No it is not. IMO you ought to read the following entries and then purchase and annually renewable unlimited private users upgrade
adding users to your private blog
Type their WordPress.com username (just username, not username.wordpress.com) in the box and click “Add User.”If this person does not have a WordPress.com account and does not want their own blog, they can select “sign up for just a username” when they register. These people will now be able to read your private blog, and add comments if you’ve enabled them. They will not have access to your dashboard, nor will they be able to edit your blog.
-
I don’t mind paying the fee.
It’s adding – manually – several hundred users that I can’t stomach. Not only do each of them have to create a login, but then they have to send it to me, and I have to add it.
So I think we’ll just have to go with public and ask search engines not to index. Oh well. I’ll watch to see if this changes in the future.
-
@commcrew
And not to mention what happens when an employee leaves.
Note that you can mark some posts as “password protected” for the more sensitive information. (Though that is no guarantee that those posts will never become public.)Neither of the options (from “Private”) are completely secure. If all you want is to stay under the radar, and what you are posting is, well, boring, then they will do fine.
Otherwise, you could do an employee newsletter where you update who it goes to. But then you couldn’t use wp.com and you’d need someone to keep a database of who would get it.
-
True, but if an employee leaves, worst-case scenario is they change the password and lock everyone else out. That’s why I was thinking of just changing to a new login every few months (i.e., tell everyone to use JoeUserName/Joe!Password, then a few weeks later use JaneUserName / Jane!Password, ad infinatum.)
No thanks on the newsletter suggestion, that’s exactly what we’ve been doing.

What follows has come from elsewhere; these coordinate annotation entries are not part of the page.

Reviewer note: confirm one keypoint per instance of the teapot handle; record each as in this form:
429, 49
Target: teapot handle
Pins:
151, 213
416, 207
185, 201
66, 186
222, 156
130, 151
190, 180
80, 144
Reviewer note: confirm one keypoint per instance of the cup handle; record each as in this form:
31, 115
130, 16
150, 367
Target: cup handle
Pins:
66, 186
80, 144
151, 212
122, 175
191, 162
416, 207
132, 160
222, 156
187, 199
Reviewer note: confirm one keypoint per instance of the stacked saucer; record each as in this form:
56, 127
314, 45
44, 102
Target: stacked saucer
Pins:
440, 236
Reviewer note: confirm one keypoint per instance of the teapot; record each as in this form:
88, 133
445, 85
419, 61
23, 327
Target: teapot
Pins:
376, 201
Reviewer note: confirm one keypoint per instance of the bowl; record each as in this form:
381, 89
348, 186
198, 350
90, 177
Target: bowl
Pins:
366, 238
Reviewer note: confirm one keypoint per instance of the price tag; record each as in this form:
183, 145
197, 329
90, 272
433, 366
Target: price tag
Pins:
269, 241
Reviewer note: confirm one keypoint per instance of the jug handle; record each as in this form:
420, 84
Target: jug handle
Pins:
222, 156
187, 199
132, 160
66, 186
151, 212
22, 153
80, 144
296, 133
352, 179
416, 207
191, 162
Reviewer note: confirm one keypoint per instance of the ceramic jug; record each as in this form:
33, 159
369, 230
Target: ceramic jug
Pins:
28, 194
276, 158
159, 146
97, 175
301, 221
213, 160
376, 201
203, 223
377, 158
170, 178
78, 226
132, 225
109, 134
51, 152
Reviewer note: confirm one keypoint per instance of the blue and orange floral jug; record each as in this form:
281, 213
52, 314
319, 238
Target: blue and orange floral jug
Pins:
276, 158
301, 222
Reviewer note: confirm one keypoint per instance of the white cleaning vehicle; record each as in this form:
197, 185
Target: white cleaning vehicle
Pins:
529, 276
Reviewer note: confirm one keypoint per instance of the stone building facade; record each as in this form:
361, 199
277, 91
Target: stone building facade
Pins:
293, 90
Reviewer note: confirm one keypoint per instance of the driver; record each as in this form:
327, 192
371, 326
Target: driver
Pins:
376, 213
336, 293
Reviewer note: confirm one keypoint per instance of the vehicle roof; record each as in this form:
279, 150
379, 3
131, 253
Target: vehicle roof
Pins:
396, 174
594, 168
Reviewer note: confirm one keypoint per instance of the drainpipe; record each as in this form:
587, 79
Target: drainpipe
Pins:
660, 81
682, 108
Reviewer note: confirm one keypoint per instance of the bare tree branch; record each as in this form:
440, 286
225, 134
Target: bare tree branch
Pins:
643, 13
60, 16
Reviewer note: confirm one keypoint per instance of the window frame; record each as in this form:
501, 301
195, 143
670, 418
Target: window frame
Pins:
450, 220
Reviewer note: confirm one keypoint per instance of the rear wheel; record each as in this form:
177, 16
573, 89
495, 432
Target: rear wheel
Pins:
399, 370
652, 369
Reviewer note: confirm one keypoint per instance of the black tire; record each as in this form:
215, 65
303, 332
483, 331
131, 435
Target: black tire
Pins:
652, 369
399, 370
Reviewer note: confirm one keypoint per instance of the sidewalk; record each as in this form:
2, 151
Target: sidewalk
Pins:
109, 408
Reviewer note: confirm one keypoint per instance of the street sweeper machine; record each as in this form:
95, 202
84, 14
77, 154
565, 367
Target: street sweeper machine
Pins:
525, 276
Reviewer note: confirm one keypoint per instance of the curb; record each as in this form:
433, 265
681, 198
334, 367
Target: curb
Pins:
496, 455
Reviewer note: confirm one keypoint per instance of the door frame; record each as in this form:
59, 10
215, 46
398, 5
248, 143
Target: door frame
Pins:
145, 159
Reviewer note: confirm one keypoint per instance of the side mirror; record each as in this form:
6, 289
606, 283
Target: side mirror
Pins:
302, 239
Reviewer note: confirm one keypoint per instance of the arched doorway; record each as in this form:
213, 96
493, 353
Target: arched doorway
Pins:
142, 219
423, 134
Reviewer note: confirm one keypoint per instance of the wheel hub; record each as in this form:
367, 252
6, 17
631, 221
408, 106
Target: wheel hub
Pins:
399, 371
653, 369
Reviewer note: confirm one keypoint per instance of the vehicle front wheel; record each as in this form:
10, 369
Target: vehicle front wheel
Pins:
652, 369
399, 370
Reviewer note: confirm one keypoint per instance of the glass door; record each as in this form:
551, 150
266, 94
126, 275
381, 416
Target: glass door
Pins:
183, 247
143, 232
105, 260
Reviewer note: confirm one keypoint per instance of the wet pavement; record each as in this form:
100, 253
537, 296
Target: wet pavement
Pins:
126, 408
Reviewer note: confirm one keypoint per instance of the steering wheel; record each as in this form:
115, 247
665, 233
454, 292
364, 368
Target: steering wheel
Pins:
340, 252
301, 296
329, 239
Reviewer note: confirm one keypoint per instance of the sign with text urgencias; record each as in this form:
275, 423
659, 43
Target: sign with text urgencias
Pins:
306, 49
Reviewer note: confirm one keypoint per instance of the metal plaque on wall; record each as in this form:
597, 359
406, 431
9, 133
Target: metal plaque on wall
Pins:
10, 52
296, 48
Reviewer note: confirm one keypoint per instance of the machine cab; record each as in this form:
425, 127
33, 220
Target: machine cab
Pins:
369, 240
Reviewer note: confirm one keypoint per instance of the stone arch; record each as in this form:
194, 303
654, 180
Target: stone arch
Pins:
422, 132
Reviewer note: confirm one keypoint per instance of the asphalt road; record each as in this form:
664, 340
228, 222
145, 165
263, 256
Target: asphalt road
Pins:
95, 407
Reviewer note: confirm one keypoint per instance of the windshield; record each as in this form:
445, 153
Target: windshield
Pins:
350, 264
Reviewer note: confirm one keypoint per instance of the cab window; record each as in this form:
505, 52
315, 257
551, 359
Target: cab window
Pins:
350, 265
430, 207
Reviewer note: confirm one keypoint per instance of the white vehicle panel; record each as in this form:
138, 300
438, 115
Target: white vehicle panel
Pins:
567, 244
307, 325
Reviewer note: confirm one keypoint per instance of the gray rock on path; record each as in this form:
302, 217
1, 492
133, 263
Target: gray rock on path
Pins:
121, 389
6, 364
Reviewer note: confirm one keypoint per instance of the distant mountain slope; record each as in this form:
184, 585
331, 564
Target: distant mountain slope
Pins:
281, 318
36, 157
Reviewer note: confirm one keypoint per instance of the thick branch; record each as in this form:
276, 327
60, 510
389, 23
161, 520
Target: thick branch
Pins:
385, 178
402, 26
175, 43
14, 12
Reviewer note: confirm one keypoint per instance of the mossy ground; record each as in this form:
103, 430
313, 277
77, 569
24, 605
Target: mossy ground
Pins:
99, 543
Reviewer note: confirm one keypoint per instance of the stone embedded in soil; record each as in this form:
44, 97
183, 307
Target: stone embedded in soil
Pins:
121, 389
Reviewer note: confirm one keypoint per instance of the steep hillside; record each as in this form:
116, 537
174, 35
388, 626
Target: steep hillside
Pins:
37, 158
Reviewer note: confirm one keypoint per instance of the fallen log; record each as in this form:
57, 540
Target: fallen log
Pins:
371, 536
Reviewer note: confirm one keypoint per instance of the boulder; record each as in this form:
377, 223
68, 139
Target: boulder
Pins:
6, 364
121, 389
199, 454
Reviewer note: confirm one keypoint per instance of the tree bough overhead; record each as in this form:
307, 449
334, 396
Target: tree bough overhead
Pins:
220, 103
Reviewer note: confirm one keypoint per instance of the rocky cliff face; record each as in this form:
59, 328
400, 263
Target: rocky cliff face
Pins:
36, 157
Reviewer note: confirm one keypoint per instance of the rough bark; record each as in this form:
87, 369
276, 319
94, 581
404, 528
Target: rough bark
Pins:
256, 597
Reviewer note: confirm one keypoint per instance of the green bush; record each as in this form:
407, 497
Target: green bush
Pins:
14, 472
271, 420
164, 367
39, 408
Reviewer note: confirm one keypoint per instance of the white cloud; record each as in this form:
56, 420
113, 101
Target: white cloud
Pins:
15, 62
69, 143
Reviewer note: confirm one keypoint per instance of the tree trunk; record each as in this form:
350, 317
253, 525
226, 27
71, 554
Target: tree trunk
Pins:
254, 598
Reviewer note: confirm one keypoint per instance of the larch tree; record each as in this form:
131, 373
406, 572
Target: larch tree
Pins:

Time to come into the 21st century. :-)
Our content is boring, but we’re a company in the local public eye.
-
Private blog readers can not change passwords nor do they have access to editing your posts.
But you’d want to remove former employees from the list of users.
I’d suspect there are people who use this system just as you are proposing. Maybe you should check with Support Staff to see what their opinion is on it? (I’m not staff: they have a grey rectangle around their names and gravatars) For example, I’ve seen questions like this from teachers who just want all their students to read the classroom blog without having to get wp users accounts…
My work company is very small and we very seldom send out a newsletter, but having done that just yesterday, I understand the problem with that system. At one time we used Constant Contact, but that was not so simple either…
-
They can’t edit posts, but since they have a WP login they can change that password. And if everyone is sharing one login, they would effectively lock everyone out. But ofcourse all we’d have to do is add a new login and share it again.
- The topic ‘How to use the 35-users feature’ is closed to new replies.